J’aurais dû, en suivant l’ordre alphabétique, traiter l’ambition avant l’amitié ; mais j’ai mieux aimé commencer par une vertu que par un vice. J’ai préféré le sentiment à l’ordre. Je ne sais pourquoi l’ambition est le sujet de beaucoup plus de pièces de poésie et d’éloquence que l’amitié : n’est-ce point qu’on réussit mieux à caractériser les passions funestes que les doux penchants du cœur ? Il entre toujours de la satire dans ce qu’on dit de l’ambition. Quoi qu’il en soit, j’aime à voir dans la Henriade (VII, 153) :


L’ambition sanglante, inquiète, égarée,
De trônes, de tombeaux, d’esclaves entourée.


Mais que La Fontaine a de charmes dans un des prologues de ses fables !


Deux démons à leur gré partagent notre vie,
Et de son patrimoine ont chassé la raison ;

Je ne vois point de cœur qui ne leur sacrifie.
Si vous me demandez leur état et leur nom,
J’appelle l’un Amour, et l’autre Ambition.
Cette dernière étend le plus loin son empire,
         Car même elle entre dans l’amour.

(Le Berger et le Roi, liv. X, fab. x.)

Voilà des vers parfaits dans leur genre. Heureux les esprits capables d’être touchés comme il faut de pareilles beautés, qui réunissent la simplicité à l’extrême éloquence !

Qu’on lise encore dans Athalie ce que Mathan dit de son ambition (acte III, sc. iii) :


J’approchai par degrés de l’oreille des rois ;
Et bientôt en oracle on érigea ma voix.
J’étudiai leur cœur, je flattai leurs caprices.
Je leur semai de fleurs le bord des précipices ;
Près de leurs passions rien ne me fut sacré ;
De mesure et de poids je changeais à leur gré, etc.
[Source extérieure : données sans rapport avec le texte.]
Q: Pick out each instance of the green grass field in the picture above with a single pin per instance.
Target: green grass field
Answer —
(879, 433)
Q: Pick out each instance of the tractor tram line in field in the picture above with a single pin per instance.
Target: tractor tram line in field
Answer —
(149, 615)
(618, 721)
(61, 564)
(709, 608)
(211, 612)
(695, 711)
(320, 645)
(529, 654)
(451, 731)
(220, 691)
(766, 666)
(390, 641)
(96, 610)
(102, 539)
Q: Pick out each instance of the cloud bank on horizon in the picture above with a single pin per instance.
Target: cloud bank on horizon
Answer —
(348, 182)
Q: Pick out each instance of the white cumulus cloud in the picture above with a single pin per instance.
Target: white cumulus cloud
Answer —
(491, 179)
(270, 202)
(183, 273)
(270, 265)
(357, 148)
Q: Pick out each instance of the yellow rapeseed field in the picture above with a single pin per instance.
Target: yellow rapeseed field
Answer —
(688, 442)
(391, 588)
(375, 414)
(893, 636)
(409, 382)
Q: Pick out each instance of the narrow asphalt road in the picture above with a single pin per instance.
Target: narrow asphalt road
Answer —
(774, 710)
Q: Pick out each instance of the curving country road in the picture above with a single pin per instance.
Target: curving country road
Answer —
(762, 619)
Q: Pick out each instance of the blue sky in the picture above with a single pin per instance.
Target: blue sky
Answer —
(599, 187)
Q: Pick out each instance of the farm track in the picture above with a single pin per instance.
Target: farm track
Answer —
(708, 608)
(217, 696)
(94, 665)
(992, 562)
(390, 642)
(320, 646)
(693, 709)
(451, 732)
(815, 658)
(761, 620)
Je trouve l’ambition caractérisée plus en grand, et peinte dans son plus haut degré, dans la tragédie de Mahomet. C’est Mahomet qui parle (acte II, sc. v) :


Je suis ambitieux : tout homme l’est, sans doute ;
Mais jamais roi, pontife, ou chef, ou citoyen,
Ne conçut un projet aussi grand que le mien.
Chaque peuple à son tour a brillé sur la terre
Par les lois, par les arts, et surtout par la guerre ;
Le temps de l’Arabie est à la fin venu.
Ce peuple généreux, trop longtemps inconnu.
Laissait dans ses déserts ensevelir sa gloire ;
Voici les jours nouveaux marqués pour la victoire.
Vois du nord au midi l’univers désolé,
La Perse encor sanglante, et son trône ébranlé ;
L’Inde esclave et timide, et l’Égypte abaissée ;
Des murs de Constantin la splendeur éclipsée ;
Vois l’empire romain tombant de toutes parts,
Ce grand corps déchiré, dont les membres épars
Languissent dispersés sans honneur et sans vie :
Sur ces débris du monde élevons l’Arabie.
Il faut un nouveau culte, il faut de nouveaux fers ;
Il faut un nouveau dieu pour l’aveugle univers.
En Égypte Osiris, Zoroastre en Asie.
Chez les Crétois Minos, Numa dans l’Italie,

À des peuples sans mœurs, et sans culte, et sans rois,
Donnèrent aisément d’insuffisantes lois.
Je viens, après mille ans, changer ces lois grossières ;
J’apporte un jouir plus noble aux nations entières.
J’abolis les faux dieux ; et mon culte épuré
De ma grandeur naissante est le premier degré.
Ne me reproche point de tromper ma patrie :
Je détruis sa faiblesse et son idolâtrie ;
Sous un roi, sous un dieu, je viens la réunir ;
Et, pour la rendre illustre, il la faut asservir.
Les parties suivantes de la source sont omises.